NELFUND did not respond to requests for an official comment on the extent of the fault or when normal payments would resume.
Why It Matters
NELFUND is one of the flagship programmes of President Bola Tinubu’s administration, established under the Student Loans (Access to Higher Education) Act and amended in 2024 to strengthen implementation. Since disbursements began, the fund has approved loans and allowances for more than 1.16 million students, disbursing over N206 billion to date.
The scheme is specifically designed to reach students from low-income households who cannot independently cover tuition and living costs. For many beneficiaries, the monthly upkeep allowance is not supplementary income — it is the primary means by which they pay for feeding, accommodation, transportation, and materials. A two-month freeze on those payments has immediate, direct consequences on the daily lives of students who applied to the scheme precisely because they had no financial cushion.

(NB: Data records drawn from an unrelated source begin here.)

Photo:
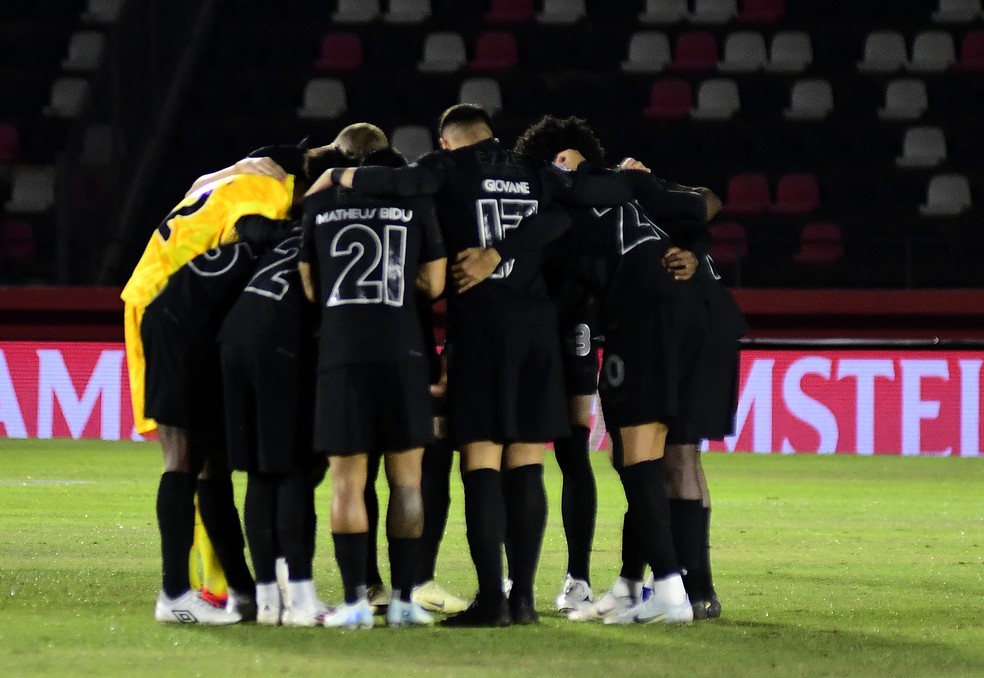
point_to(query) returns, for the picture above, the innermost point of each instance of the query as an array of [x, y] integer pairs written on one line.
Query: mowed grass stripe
[[825, 565]]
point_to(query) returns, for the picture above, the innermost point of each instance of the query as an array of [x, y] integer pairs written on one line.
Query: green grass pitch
[[826, 566]]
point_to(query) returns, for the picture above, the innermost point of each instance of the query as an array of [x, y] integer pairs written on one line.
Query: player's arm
[[431, 277], [306, 257], [432, 274], [424, 177], [534, 232], [260, 230], [260, 166], [576, 182]]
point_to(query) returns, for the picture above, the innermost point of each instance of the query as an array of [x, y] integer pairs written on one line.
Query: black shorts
[[650, 362], [579, 338], [269, 403], [183, 380], [506, 383], [373, 407], [714, 386]]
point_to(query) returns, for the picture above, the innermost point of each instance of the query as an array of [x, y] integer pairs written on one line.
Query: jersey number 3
[[375, 268]]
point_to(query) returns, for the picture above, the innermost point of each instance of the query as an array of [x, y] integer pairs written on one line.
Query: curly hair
[[549, 136], [387, 157]]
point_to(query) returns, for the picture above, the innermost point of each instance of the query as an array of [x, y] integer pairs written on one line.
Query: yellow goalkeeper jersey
[[203, 220]]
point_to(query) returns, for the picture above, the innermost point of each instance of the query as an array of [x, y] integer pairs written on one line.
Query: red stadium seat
[[796, 194], [340, 52], [495, 51], [695, 51], [730, 243], [761, 11], [672, 98], [511, 11], [820, 244], [9, 144], [747, 193], [971, 52]]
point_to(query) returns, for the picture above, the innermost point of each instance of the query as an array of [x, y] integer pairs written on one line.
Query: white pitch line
[[14, 483]]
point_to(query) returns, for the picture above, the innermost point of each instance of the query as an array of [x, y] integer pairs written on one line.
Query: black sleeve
[[257, 229], [424, 177], [660, 203], [589, 187], [308, 253], [432, 248], [425, 315], [535, 232], [689, 235]]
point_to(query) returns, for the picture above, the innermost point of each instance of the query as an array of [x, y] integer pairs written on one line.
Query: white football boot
[[575, 594], [358, 615], [624, 594], [403, 613], [668, 604], [189, 608]]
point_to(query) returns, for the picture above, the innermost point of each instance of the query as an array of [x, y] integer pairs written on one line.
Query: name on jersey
[[503, 186], [390, 214]]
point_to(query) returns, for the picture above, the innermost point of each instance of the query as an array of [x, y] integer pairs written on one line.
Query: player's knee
[[405, 518]]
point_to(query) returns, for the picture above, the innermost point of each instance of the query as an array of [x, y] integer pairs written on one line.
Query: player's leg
[[217, 504], [176, 490], [349, 532], [404, 525], [526, 522], [379, 596], [175, 509], [683, 479], [485, 523], [643, 480], [260, 517], [579, 504], [435, 491], [295, 535], [627, 589]]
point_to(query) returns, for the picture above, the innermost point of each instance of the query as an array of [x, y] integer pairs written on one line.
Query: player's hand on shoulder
[[682, 264], [472, 266], [262, 167], [633, 164], [569, 158], [712, 200], [323, 182]]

The disruption is not the first of its kind. NELFUND has previously faced challenges with verification delays, application processing backlogs, and payment timeline inconsistencies. The NELFUND Managing Director himself acknowledged in an earlier interview that the system depends heavily on accurate data from institutions and that data gaps remain a persistent challenge.
What This Means for Nigerian Students
The practical reality for affected students is that two months of missed allowances represent a significant financial shortfall that many cannot absorb. Students living away from home, particularly in cities where accommodation costs are high, are the most exposed.

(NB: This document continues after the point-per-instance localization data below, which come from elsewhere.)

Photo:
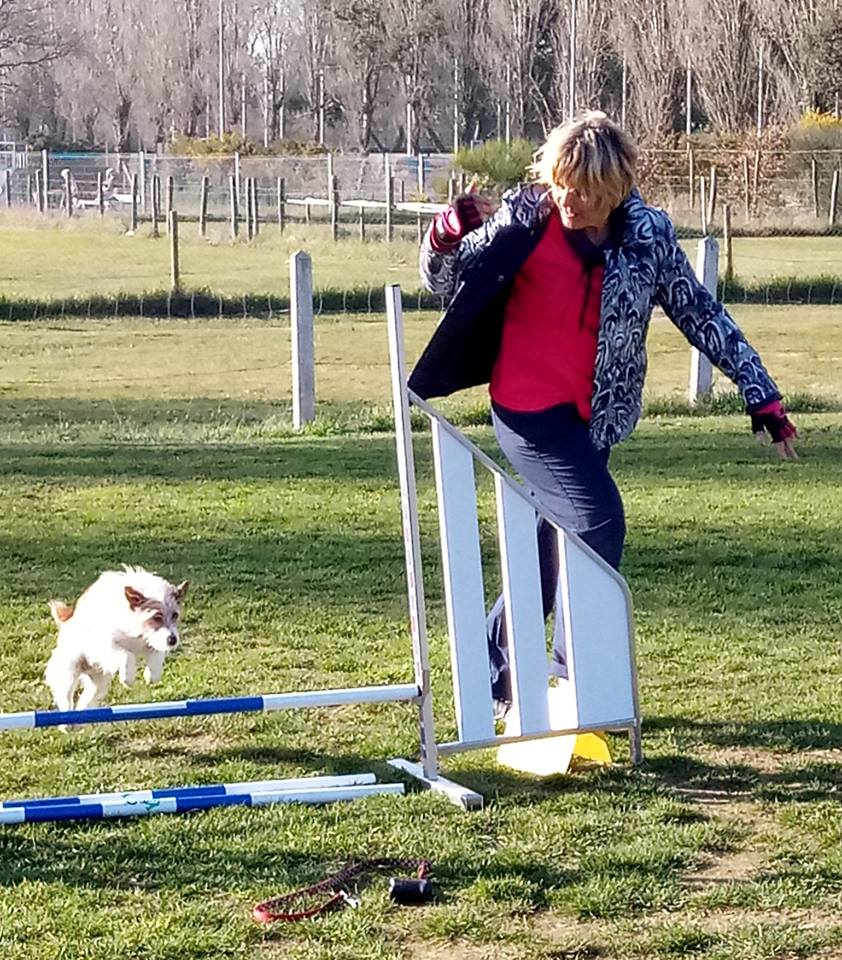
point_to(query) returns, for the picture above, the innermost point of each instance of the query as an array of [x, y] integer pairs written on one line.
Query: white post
[[624, 84], [221, 72], [321, 96], [175, 271], [707, 271], [301, 334], [455, 104], [411, 535], [572, 78]]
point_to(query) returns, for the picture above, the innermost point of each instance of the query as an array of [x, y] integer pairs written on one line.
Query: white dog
[[122, 616]]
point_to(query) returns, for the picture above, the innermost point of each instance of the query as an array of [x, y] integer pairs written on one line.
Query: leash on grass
[[289, 907]]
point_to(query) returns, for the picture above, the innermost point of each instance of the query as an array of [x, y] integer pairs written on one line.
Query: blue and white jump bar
[[140, 803], [395, 693]]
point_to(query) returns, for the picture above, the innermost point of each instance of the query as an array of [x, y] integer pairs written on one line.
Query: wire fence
[[361, 300], [766, 189]]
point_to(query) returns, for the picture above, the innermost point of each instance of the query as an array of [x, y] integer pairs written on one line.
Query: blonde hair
[[591, 154]]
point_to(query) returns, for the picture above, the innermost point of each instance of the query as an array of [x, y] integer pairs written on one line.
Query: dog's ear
[[61, 611], [135, 597], [180, 591]]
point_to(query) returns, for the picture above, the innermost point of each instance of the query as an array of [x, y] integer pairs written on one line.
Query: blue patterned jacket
[[644, 267]]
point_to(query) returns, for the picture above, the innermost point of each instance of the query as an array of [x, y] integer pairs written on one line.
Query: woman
[[550, 301]]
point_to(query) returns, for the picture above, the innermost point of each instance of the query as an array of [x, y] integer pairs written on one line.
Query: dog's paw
[[151, 676]]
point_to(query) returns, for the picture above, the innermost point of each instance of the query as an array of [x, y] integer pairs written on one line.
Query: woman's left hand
[[772, 419]]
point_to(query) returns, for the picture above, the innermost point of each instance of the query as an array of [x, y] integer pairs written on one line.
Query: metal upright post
[[301, 334], [707, 270], [411, 535]]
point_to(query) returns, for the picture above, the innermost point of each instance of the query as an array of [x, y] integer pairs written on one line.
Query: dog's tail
[[61, 611]]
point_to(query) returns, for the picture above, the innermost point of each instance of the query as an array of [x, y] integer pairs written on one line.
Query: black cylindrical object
[[409, 890]]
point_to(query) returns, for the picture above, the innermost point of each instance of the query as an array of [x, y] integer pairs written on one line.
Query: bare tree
[[364, 56], [269, 43], [28, 35], [644, 32], [415, 34]]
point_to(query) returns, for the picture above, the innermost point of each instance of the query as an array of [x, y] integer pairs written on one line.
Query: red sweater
[[550, 328]]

The episode also raises questions about the robustness of NELFUND’s IT infrastructure at a time when the Federal Government is simultaneously announcing plans to digitise teacher education — signalling ambition in one area while a glitch in another exposes the fragility of existing systems.
For NELFUND to retain public confidence as Nigeria’s primary student financing vehicle, the agency needs not just to resolve this technical fault but to communicate clearly, quickly, and publicly about what failed, what is being fixed, and when full disbursements will resume. The credibility of the entire scheme depends on students trusting that the money will arrive consistently.
Read also:
- NELFUND Reaches 1,586,921 Beneficiaries: Is Nigeria’s Education Revolution Finally Taking Shape?
- NELFUND Disbursement: Isoko Institutions, Delta beneficiaries rises after Ukodhiko’s intervention
- NELFUND disburses over ₦206 Billion to 1.16 Million students, expands access to higher education nationwide
“The primary objective of the NELFUND initiative is to provide relief and support to Nigerian students, particularly in the face of prevailing economic realities. Any delay that deprives students of access to these funds undermines the very purpose for which the initiative was established.” — Babatunde Akinteye, NANS President
The Bottom Line
A two-month payment freeze at NELFUND is a serious operational failure for a scheme designed specifically to serve the most financially vulnerable students in Nigeria’s tertiary institutions. The agency’s silence compounds the damage. Until NELFUND provides a transparent account of the system fault, a clear reconciliation timeline, and a commitment to preventing recurrence, students — and the credibility of the student loan programme itself — are left in the dark.